Giulio Tremonti ha fatto intanto carriera, ma continua sempre a guardarsi bene dall’intaccare interessi e affari vaticani. Finanche mentre batte cassa con una manovra finanziaria durissima che colpisce soprattutto precari e redditi medio-bassi. Una manovra che prevede anche l’eliminazione delle festività laiche: 25 aprile, 1 maggio, 2 giugno. Quelle che rappresentano l’appartenenza nella cittadinanza democratica degli italiani. Di contro, in nome del Concordato, le feste religiose non si toccano. Compresa quell’Immacolata Concezione, che, con tutto il sincero e profondo rispetto dei fedeli, certo con l’emancipazione e l’autodeterminazione della donna ha ben poco a che fare.

La pesante manovra finanziaria dell’onorevole Tremonti, ha comunque avuto l’effetto di risvegliare tanti italiani stanchi delle caste. Curiale compresa.
Basta privilegi e tutti paghino le tasse! È diventato quasi un corale, a cui anche il capo della CEI, Angelo Bagnasco si è unito, affermando il 19 agosto dai microfoni di Radio Anch’io: «Le cifre dell’evasione fiscale sono impressionanti. Come credenti e comunità cristiana dobbiamo rimanere al richiamo etico che fa parte della nostra missione e fare appello alla coscienza di tutti perché anche questo dovere possa essere assolto da tutti per la propria giusta parte. Se questo dovere fosse assolto, le cose sarebbero risolte». Una predica, che priva di ogni autocritica, è suonata come una beffa. Con l’effetto di far lievitare l’indignazione dei cittadini per i privilegi ecclesiastici.

Chissà, allora, se lo sdegno della società civile, a cui stanno dando voce nel Palazzo i radicali e qualche altro esponente del Pd, non porti alla eliminazione di scudi concordatari per la Chiesa cattolica, che dovrà così rassegnarsi finalmente a ricevere i finanziamenti direttamente dai suoi fedeli. È quanto avviene normalmente negli Stati Uniti. È quanto dovrebbe accadere in ogni democrazia liberale.
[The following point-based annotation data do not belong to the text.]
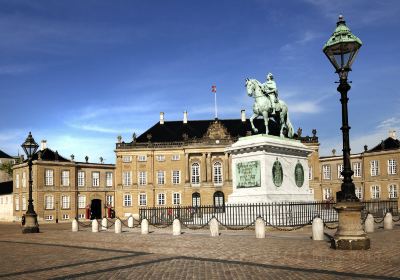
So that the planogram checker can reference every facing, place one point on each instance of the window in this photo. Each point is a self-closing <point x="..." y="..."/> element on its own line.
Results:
<point x="326" y="172"/>
<point x="392" y="167"/>
<point x="81" y="201"/>
<point x="127" y="159"/>
<point x="176" y="177"/>
<point x="160" y="177"/>
<point x="160" y="158"/>
<point x="340" y="169"/>
<point x="176" y="198"/>
<point x="142" y="199"/>
<point x="142" y="178"/>
<point x="374" y="168"/>
<point x="110" y="200"/>
<point x="65" y="178"/>
<point x="81" y="178"/>
<point x="375" y="192"/>
<point x="393" y="193"/>
<point x="127" y="200"/>
<point x="24" y="179"/>
<point x="109" y="179"/>
<point x="359" y="192"/>
<point x="17" y="203"/>
<point x="327" y="194"/>
<point x="217" y="172"/>
<point x="126" y="178"/>
<point x="49" y="177"/>
<point x="195" y="173"/>
<point x="357" y="169"/>
<point x="23" y="203"/>
<point x="161" y="199"/>
<point x="142" y="158"/>
<point x="96" y="179"/>
<point x="65" y="202"/>
<point x="49" y="202"/>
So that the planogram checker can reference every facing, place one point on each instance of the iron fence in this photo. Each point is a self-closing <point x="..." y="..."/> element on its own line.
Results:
<point x="280" y="214"/>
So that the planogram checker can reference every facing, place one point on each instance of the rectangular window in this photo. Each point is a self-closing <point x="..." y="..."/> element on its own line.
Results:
<point x="161" y="177"/>
<point x="109" y="181"/>
<point x="49" y="177"/>
<point x="96" y="179"/>
<point x="161" y="199"/>
<point x="374" y="168"/>
<point x="326" y="172"/>
<point x="392" y="167"/>
<point x="142" y="178"/>
<point x="127" y="159"/>
<point x="176" y="199"/>
<point x="81" y="201"/>
<point x="127" y="200"/>
<point x="65" y="202"/>
<point x="49" y="202"/>
<point x="176" y="177"/>
<point x="142" y="158"/>
<point x="142" y="199"/>
<point x="357" y="169"/>
<point x="81" y="178"/>
<point x="126" y="178"/>
<point x="65" y="178"/>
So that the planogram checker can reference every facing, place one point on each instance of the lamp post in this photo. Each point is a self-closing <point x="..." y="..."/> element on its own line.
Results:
<point x="341" y="50"/>
<point x="31" y="224"/>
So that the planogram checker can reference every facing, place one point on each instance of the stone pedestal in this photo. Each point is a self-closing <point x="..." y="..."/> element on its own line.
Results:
<point x="350" y="234"/>
<point x="268" y="168"/>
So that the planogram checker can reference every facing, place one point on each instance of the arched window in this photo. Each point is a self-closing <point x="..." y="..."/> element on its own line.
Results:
<point x="217" y="172"/>
<point x="196" y="199"/>
<point x="195" y="173"/>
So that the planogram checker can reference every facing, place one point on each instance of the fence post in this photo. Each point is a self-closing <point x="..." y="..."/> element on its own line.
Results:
<point x="176" y="227"/>
<point x="95" y="226"/>
<point x="144" y="226"/>
<point x="214" y="227"/>
<point x="104" y="224"/>
<point x="260" y="228"/>
<point x="369" y="224"/>
<point x="318" y="229"/>
<point x="118" y="226"/>
<point x="387" y="221"/>
<point x="75" y="226"/>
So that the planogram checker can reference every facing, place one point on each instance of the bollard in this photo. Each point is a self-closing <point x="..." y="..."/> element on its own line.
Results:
<point x="388" y="221"/>
<point x="214" y="227"/>
<point x="118" y="226"/>
<point x="95" y="226"/>
<point x="318" y="229"/>
<point x="130" y="222"/>
<point x="176" y="227"/>
<point x="75" y="226"/>
<point x="104" y="224"/>
<point x="369" y="224"/>
<point x="144" y="226"/>
<point x="260" y="228"/>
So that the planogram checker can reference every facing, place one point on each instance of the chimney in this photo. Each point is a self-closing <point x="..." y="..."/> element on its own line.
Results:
<point x="243" y="115"/>
<point x="161" y="117"/>
<point x="43" y="145"/>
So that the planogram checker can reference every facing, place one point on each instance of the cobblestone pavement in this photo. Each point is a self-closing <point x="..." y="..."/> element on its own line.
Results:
<point x="58" y="253"/>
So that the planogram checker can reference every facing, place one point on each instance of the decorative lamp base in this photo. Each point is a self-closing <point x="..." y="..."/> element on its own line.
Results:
<point x="350" y="234"/>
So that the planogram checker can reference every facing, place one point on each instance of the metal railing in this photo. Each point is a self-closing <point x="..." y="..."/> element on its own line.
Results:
<point x="280" y="214"/>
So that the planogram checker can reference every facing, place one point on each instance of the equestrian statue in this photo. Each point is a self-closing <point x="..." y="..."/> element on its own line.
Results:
<point x="267" y="105"/>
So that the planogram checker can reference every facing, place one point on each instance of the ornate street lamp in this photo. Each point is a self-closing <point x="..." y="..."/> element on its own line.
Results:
<point x="31" y="224"/>
<point x="341" y="50"/>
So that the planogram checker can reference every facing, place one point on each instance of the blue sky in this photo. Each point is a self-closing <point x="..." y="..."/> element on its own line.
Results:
<point x="79" y="73"/>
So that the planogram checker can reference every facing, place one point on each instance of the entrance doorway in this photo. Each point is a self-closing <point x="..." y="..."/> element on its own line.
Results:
<point x="95" y="209"/>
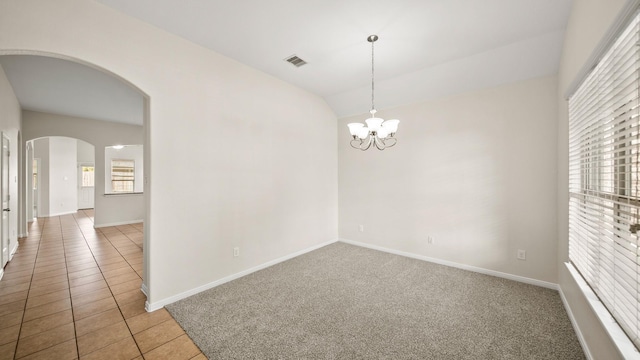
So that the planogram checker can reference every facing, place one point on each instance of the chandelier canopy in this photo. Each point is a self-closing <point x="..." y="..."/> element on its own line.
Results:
<point x="377" y="131"/>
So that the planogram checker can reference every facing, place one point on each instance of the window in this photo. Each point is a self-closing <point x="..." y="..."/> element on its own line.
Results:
<point x="122" y="176"/>
<point x="88" y="176"/>
<point x="604" y="188"/>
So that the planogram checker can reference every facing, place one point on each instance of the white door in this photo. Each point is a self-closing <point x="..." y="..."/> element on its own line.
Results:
<point x="86" y="186"/>
<point x="5" y="200"/>
<point x="35" y="198"/>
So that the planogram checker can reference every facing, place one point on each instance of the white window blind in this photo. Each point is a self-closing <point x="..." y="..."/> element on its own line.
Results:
<point x="603" y="180"/>
<point x="122" y="176"/>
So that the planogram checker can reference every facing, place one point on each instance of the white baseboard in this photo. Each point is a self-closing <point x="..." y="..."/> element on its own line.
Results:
<point x="160" y="304"/>
<point x="128" y="222"/>
<point x="61" y="214"/>
<point x="576" y="328"/>
<point x="13" y="251"/>
<point x="484" y="271"/>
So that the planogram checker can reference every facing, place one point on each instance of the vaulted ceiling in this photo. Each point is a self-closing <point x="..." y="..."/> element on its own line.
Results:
<point x="427" y="48"/>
L’abolizione del Concordato fascista, che Mussolini volle nel 1929 e che Craxi ha rinnovato nel 1984, farebbe dell’Italia una democrazia laica compiuta e servirebbe a ridimensionare il potere clericale. La Chiesa Padrona, come titola il bel libro del 2006 di Roberto Beretta (già giornalista dell’Avvenire) che della sua chiesa scriveva: «tornata protagonista riverita e rispettata, anzi persino lusingata e blandita, ascoltata e temuta […] in quanto utile all’uno o all’altro degli schieramenti […] sembra aver deciso di sfruttare tale temporanea posizione di privilegio facendo finta di crederci e cercando di ricavarne i maggiori vantaggi, per sé e per i valori che promuove. Così, dopo decenni di contestazioni, sbandamenti, depressione, autolesionismo e crisi, le sue file gerarchiche vengono sempre più abitate da un risorgente clericalismo di ritorno; molti ecclesiastici paiono volersi illudere che siano tornati i “bei tempi” in cui il parroco era il centro del paese e il vescovo un’indiscussa autorità civile».

Allora, per fermare questa chiesa padrona, è impellente e necessario andare oltre il Concordato.
Con buona pace per tutti i clericali, e (forse) proprio in nome di quella carità cristiana, che s. Paolo nella I Lettera ai Corinzi, definiva “benevola” “rispettosa” “disinteressata”.